Epstein Files: como aliciadores buscaram garotas no Brasil por mais de uma década

(Foto: Montagem/Rede Onda Digital)
Uma análise de milhares de documentos relacionados ao caso do financista norte-americano Jeffrey Epstein revelou indícios de que o esquema internacional de exploração sexual de jovens também teve conexões com o Brasil. A investigação identificou pelo menos três recrutadores que teriam atuado no país entre 2006 e 2019.

Segundo os registros analisados, o principal deles seria o empresário francês Jean-Luc Brunel, ligado ao mercado de agências de modelos. Brunel teria se aproximado de Epstein nos anos 1990 e, já na década seguinte, passou a receber recursos para montar uma agência de fachada em Miami, nos Estados Unidos.
A empresa seria responsável por recrutar jovens em diversos países, entre eles Polônia, Letônia, Lituânia, Filipinas e Brasil, com a promessa de oportunidades na indústria da moda. De acordo com os documentos, Brunel esteve diversas vezes em território brasileiro entre 2006 e 2019, visitando cidades como São Paulo, Belo Horizonte, Rio de Janeiro, Brasília, Porto Alegre, Fortaleza, Natal, Recife e Salvador.

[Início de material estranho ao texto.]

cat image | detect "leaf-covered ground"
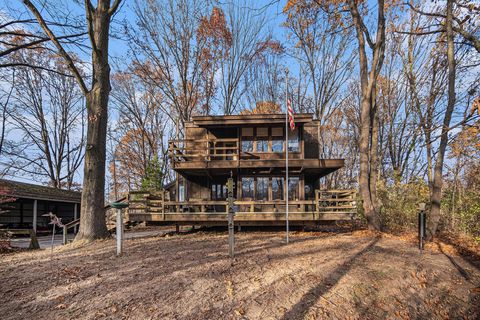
[0,231,480,319]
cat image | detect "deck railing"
[168,138,239,163]
[129,190,357,220]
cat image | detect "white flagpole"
[285,69,288,243]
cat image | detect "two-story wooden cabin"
[129,114,355,225]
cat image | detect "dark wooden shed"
[0,179,81,232]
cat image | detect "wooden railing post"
[62,225,67,245]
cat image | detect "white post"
[285,69,289,243]
[33,199,37,233]
[73,203,78,234]
[115,209,123,256]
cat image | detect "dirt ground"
[0,231,480,319]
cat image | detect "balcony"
[168,138,239,168]
[168,138,344,175]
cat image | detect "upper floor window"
[242,138,253,152]
[288,177,300,200]
[272,127,285,152]
[288,127,300,152]
[256,138,268,152]
[272,177,285,200]
[212,183,227,200]
[242,127,253,152]
[255,127,268,152]
[255,177,268,200]
[242,177,254,199]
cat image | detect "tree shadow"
[282,238,380,320]
[437,237,480,271]
[437,243,470,281]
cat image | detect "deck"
[168,138,344,175]
[128,190,357,225]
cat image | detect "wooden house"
[129,114,356,225]
[0,179,82,232]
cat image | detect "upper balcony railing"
[168,138,239,163]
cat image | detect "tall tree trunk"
[348,0,385,230]
[75,0,111,241]
[23,0,121,241]
[427,0,456,240]
[369,87,379,213]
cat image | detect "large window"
[242,138,253,152]
[178,182,185,201]
[272,177,285,200]
[272,127,285,152]
[255,177,268,200]
[242,178,254,199]
[242,127,253,152]
[272,137,283,152]
[288,177,299,200]
[212,184,227,200]
[288,127,300,152]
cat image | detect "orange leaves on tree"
[472,97,480,116]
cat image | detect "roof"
[0,179,82,203]
[192,113,313,126]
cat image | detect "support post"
[110,202,128,257]
[116,208,123,256]
[227,173,235,259]
[73,203,78,234]
[418,203,427,252]
[62,225,67,245]
[33,199,38,234]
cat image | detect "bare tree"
[129,0,209,132]
[7,49,85,189]
[112,70,173,192]
[402,0,479,239]
[23,0,121,241]
[220,3,271,115]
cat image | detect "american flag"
[287,99,295,131]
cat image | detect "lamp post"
[418,202,427,252]
[110,202,128,256]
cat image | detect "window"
[305,184,313,199]
[257,138,268,152]
[242,128,253,137]
[272,137,283,152]
[272,127,284,152]
[288,128,300,152]
[242,138,253,152]
[212,184,227,200]
[288,177,299,200]
[242,128,253,152]
[255,177,268,200]
[272,177,284,200]
[242,178,253,199]
[178,183,185,201]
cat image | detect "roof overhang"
[0,179,82,203]
[192,113,313,127]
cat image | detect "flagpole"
[285,69,289,243]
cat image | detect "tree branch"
[0,32,86,58]
[22,0,89,96]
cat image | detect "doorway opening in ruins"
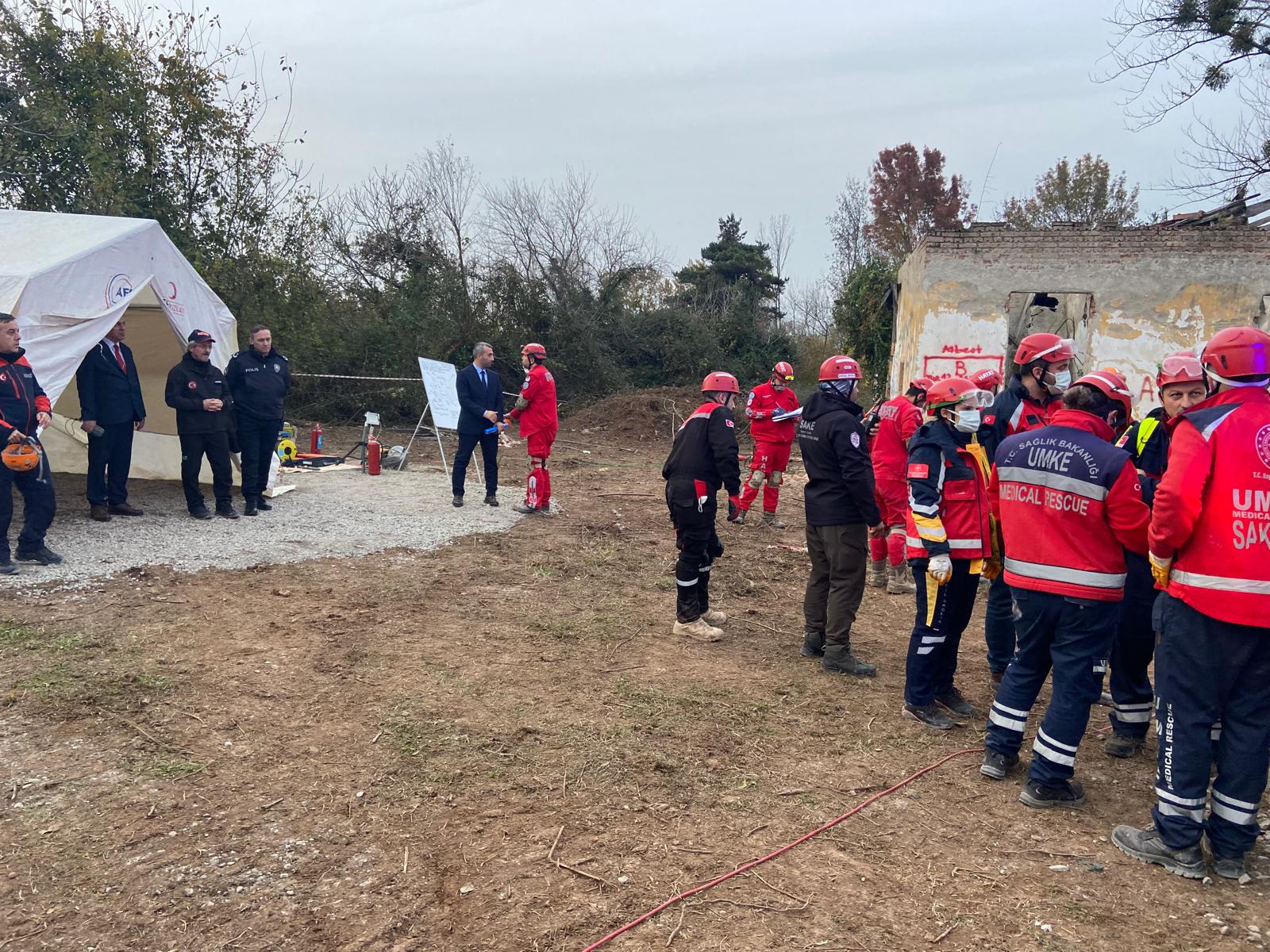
[1006,290,1094,378]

O método descrito nos registros seguia um padrão: jovens eram convidadas para trabalhar como modelos nos Estados Unidos. Já no país, ficavam hospedadas em apartamentos ligados a Epstein, especialmente em Nova York. Algumas das vítimas relataram posteriormente terem sido abusadas.
Outro nome citado nos documentos é o do músico britânico Ramsey L. Cooley, apontado como associado de Epstein. Apesar de haver menos informações públicas sobre sua atuação, registros indicam que ele esteve no Brasil ao menos duas vezes, em 2010 e 2016.
Durante essas visitas, Cooley teria negociado a indicação de mulheres para Epstein. Em uma das viagens, ele também tentou adquirir agências de modelos, revistas e chegou a discutir a criação de um concurso de beleza, segundo os documentos analisados.
Os arquivos também mencionam uma terceira forma de recrutamento que lembra o método inicial utilizado por Epstein na Flórida, nos anos 1990. Nesse modelo, uma jovem inicialmente convidada a participar do esquema passava a indicar outras garotas, criando uma cadeia de recrutamento semelhante a uma pirâmide de exploração.
Entre os registros, há referências a uma brasileira que mantinha contato com Epstein desde sua primeira prisão, nos Estados Unidos. Em mensagens encontradas nos arquivos, ela relata ter buscado jovens principalmente na região Nordeste. Em um dos e-mails, ela menciona ter conhecido uma garota em Natal e solicita que Epstein pague passagem e visto para levá-la aos Estados Unidos, pedido que teria sido aceito.

Com base em depoimentos de sobreviventes e nas informações contidas nos documentos, estimativas apontam que pelo menos 50 brasileiras podem ter sido alvo do esquema de exploração sexual ligado a Epstein.
Jeffrey Epstein foi preso em 2019 acusado de tráfico sexual de menores nos Estados Unidos. Pouco tempo depois, morreu na prisão em circunstâncias oficialmente classificadas como suicídio. Mesmo após sua morte, investigações e processos civis continuam revelando detalhes sobre a rede internacional de recrutamento que operava ao redor do financista.
Os documentos analisados fazem parte de um conjunto de milhões de páginas tornadas públicas recentemente e seguem sendo examinados por jornalistas e investigadores em vários países.